Let me suggest that this hugely publicized evaporation of OBL is a hoax—indeed, a perfect hoax, initially because very few people needed to conspire in the fakery. The participating American soldiers need not know the truth; nor need their immediate commanders, all following orders from someone above them in Washington, DC.

Another factor is making the hoax successful is that nearly everyone else in the world assents. When someone was killed by an American force whose few bosses claimed it was OBL, Republicans were stuck commending President Obama for his success in combating terrorism (maybe). Whereas only the month before in 2011 he seemed a shoo-in to lose in 2012, his approval ratings temporarily climbed. The rest of the Western world rushed to congratulate Obama who, don’t forget, was awarded the Nobel Peace Prize while he pursued wars in Iraq and Afghanistan. (Now that’s a world-class con.) Meanwhile, some folks claiming to represent Al Qaeda went along in acknowledging OBL’s death, implicitly granted an international celebrity martyr to publicize among their followers. Obama & Co. have neatly exploited the fiction created by Dubya & Co. How bipartisan!

Otherwise, OBL’s removal changed nothing in the continuing war on terrorism—nothing, except, of course, Obama’s approval ratings. The Taliban along with other terrorists still exist, striking by surprise everywhere. The surplus security business continues to thrive along with the military-industrial complex. Can I be alone in wondering why in the current reelection campaign neither Obama nor his handlers cite this among their major past achievements? Who knows what we don’t?
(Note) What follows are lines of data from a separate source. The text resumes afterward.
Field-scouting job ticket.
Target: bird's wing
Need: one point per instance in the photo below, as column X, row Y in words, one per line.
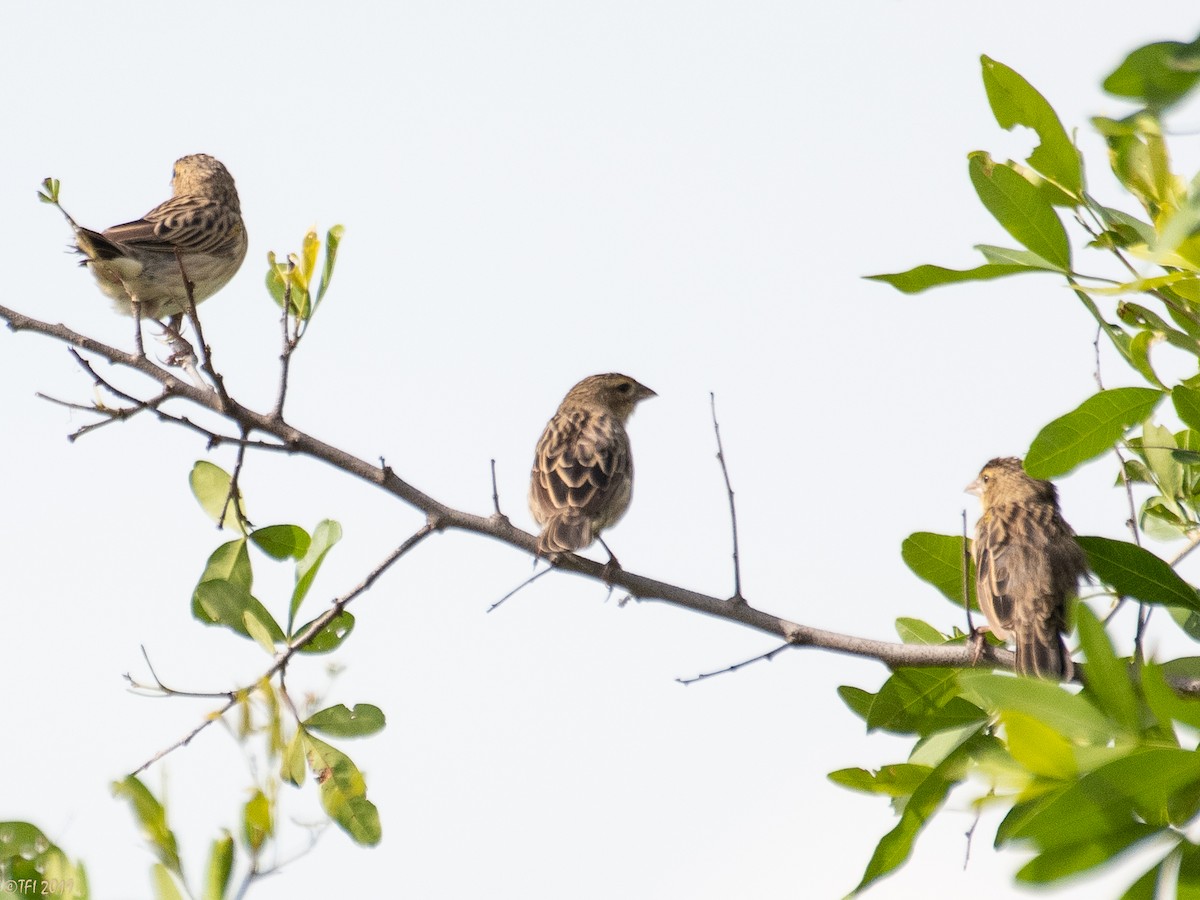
column 193, row 225
column 993, row 577
column 581, row 463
The only people who could claim fakery would be Pakistani intelligence, which was,  however, opportunistically discredited for failing to find this OBL purportedly hiding in the midst. Though they haven’t so far, one year later, perhaps afraid of negative press around the world or simply because of their fabled incompetence, let’s wait for this hoax to unravel. Stay tuned.

If, of course, this 2011 assassination were eventually identified or exposed as a mistake, that would create the opportunity for Hoax B: for US Seals to take out another Arab, this time taller in height, whose photograph with his body measured, perhaps next to his dialysis machine, could then be disseminated around the world as an example of successful American “counter-terrorism.” Don’t forget that you read about that scenario here first.

Richard Kostelanetz survives in New York, where he was born, unemployed and thus overworked.